In its reply, Defendants argue for the first time that the Court should abstain from considering Plaintiff's claims for injunctive relief pursuant to Burford v. Sun Oil Co., 319 U.S. 315 (1943). "[T]he Burford abstention doctrine [ ] generally recognizes that it may be appropriate for a federal court to abstain in a case where a decision from the federal court may frustrate the purpose of a complex state administrative system." Oklahoma ex rel. Doak v. Acrisure Bus. Outsourcing Servs., LLC ("Doak"), 529 F. App'x 886, 896 (10th Cir. 2013). The Supreme Court has cautioned, however, that "the power to dismiss recognized in Burford represents an extraordinary and narrow exception to the duty of the District Court to adjudicate a controversy properly before it." Quackenbush v. Allstate Ins. Co., 517 U.S. 706, 728 (1996) (internal quotations omitted).

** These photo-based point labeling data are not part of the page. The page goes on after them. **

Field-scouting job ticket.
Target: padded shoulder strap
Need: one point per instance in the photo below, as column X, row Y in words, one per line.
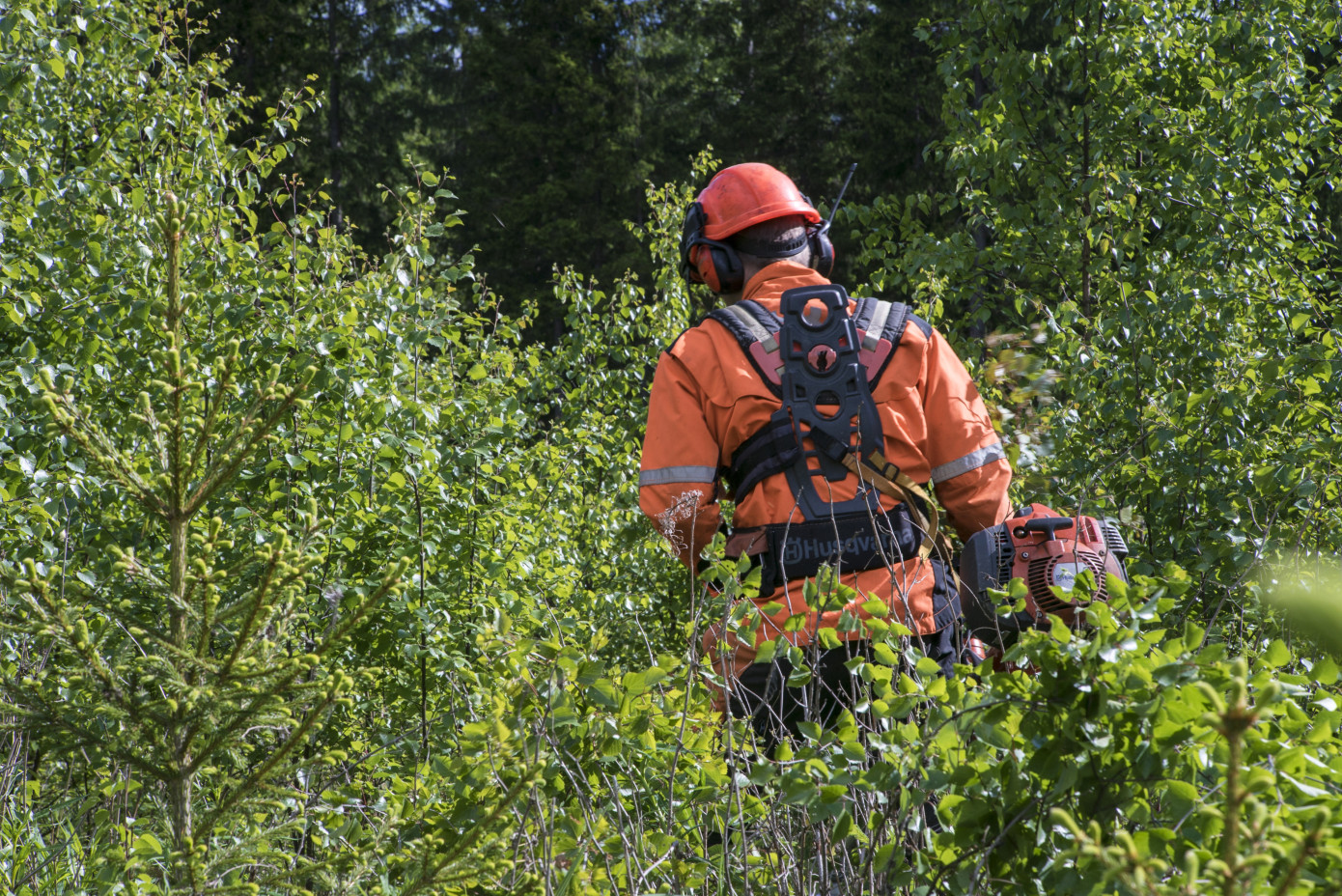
column 756, row 331
column 881, row 326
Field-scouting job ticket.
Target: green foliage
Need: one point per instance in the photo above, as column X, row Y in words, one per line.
column 216, row 675
column 1148, row 185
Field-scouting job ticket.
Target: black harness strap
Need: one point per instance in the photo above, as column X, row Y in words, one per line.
column 774, row 448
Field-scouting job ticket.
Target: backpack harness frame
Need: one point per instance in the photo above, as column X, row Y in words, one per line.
column 819, row 355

The Supreme Court has limited the application of Burford abstention to situations where "there are difficult questions of state law bearing on policy problems of substantial public import whose importance transcends the result in the case . . . or [ ] where the exercise of federal review of the question in a case and in similar cases would be disruptive of state efforts to establish a coherent policy with respect to a matter of substantial public concern." Doak, 529 F. App'x at 897 (quoting New Orleans Pub. Serv., Inc. v. Council of New Orleans, 491 U.S. 350, 361 (1989) (internal quotation marks omitted)).
As an initial matter, because an opposing party does not have an opportunity to respond to arguments made in a reply brief, arguments raised for the first time in a reply brief generally are deemed waived. See United States v. Harrell, 642 F.3d 907, 918 (10th Cir. 2011). Moreover, Plaintiff's claims both are federal in nature and do not implicate any "difficult questions of state law." Although Defendants contend that "[a]ny injunctive relief fashioned would necessitate the imposition of an extraordinary restraint on the ability of the state authorities to regulate Plaintiff's nursing practice, within the ambit of state law" [#32 at 16], the injunctive relief sought by Plaintiff would merely require Defendants to conduct a hearing of the type already available under the state regulatory framework and to which it is undisputed Plaintiff would have been entitled under state law if she had not signed the Stipulation.
Accordingly, the Court DENIES the Motion to the extent it seeks dismissal of Plaintiff's injunctive relief claims for failure to state a claim or abstention pursuant to Burford.